I stared at the meadow, my gaze not really focusing on any one thing as I flipped the card slowly through my fingers, thinking about the victims in the warehouse. All Elysian. There’d be no one who would benefit more from a war than the jinn tribal boss. The entire tribe would be eager to fight and get back to their warlike ways. And while the jinn and other Charbydons would be battling the rest of us, Grigori would, no doubt, benefit from the distraction. Law enforcement would be completely overwhelmed, leaving Grigori to expand his many illegal endeavors.

That was worst case scenario. And Pendaran would play right into Grigori’s hands, starting a battle with the jinn over Daya.

A green flash snaked through the darkness above, lighting the meadow for a moment in a soft green glow.

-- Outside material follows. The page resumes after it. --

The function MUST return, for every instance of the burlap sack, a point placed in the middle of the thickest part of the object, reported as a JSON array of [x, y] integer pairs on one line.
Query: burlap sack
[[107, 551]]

I tapped the edge of the card against my cheek, opening my mind, letting in all the possibilities, all the paths this case might take, and where they might have originated. My thoughts turned to Llyran, the Adonai serial killer, a Level Ten felon who had escaped Titus Mott’s lab around the time I’d brought darkness to the city. Llyran had disappeared. No word. No sightings. He could be back in Elysia by now or right in my backyard, laying low.

Or—goose bumps sprouted along my arms—he could be killing his own kind. I hugged myself against the sudden chill. An Adonai killing his own kind? His own race? Seemed shocking, but why not? Humans had been killing humans since the dawn of time. The question was: did he have a motive? Or was he simply killing for the love of it, for a reason only understandable to the serial killer mind?

Pendaran’s ultimatum of one week—one week to find Daya’s killer before he confronted the jinn—grated on every last nerve. One week to find a serial killer powerful enough to kill not one, but seven of the most powerful beings in the city.

Hardheaded dragon bastard.

It was either lock the Druid King up and prevent him from waging war—which was guaranteed to cause serious injury to all parties involved—or find the killer. Or, I thought, biting the inside of my cheek, find something or some way to convince Dragon Boy to back off and let us do our job.

I slipped the card into my pocket and slouched further down the bench, bracing my boots in the grass.

A chuckle stuck in my throat as the realization of why I kept coming here, given the circumstances, dawned on me. This was the only place where I could just sit and not be bothered or worry about anyone else. This was the only place where I felt like I belonged, because, really, who else would belong at such a place except me?

This was the site where the warring genes in my body converged, melded, came together in one cohesive, perfect moment. Did I know that for certain? No. But it had felt like it. Thinking back on it, I was pretty certain Mynogan’s ritual was what gave me that sense of oneness. I’d heard the drumbeats in my mind and body. I’d been thrown back to a time so ancient it felt like the beginning of time itself, and in that moment I was whole, not fractured like I’d felt before or after.

So, yeah, I thought, looking up at the darkness moving slowly overhead, this was my place, my … creation.

I was an hour and a half late for dinner, but I came home decompressed and back on track. And after I ate and showered, I planned to log on to the ITF database and pull Llyran’s file. My footsteps echoed on the porch steps of my Candler Park bungalow, my stomach taking note of the warm spices leaking from the open window. The tap, tap, tap of claws on wood sounded beyond the door as I reached for the knob, preparing myself for yet another odd night at the Madigan home.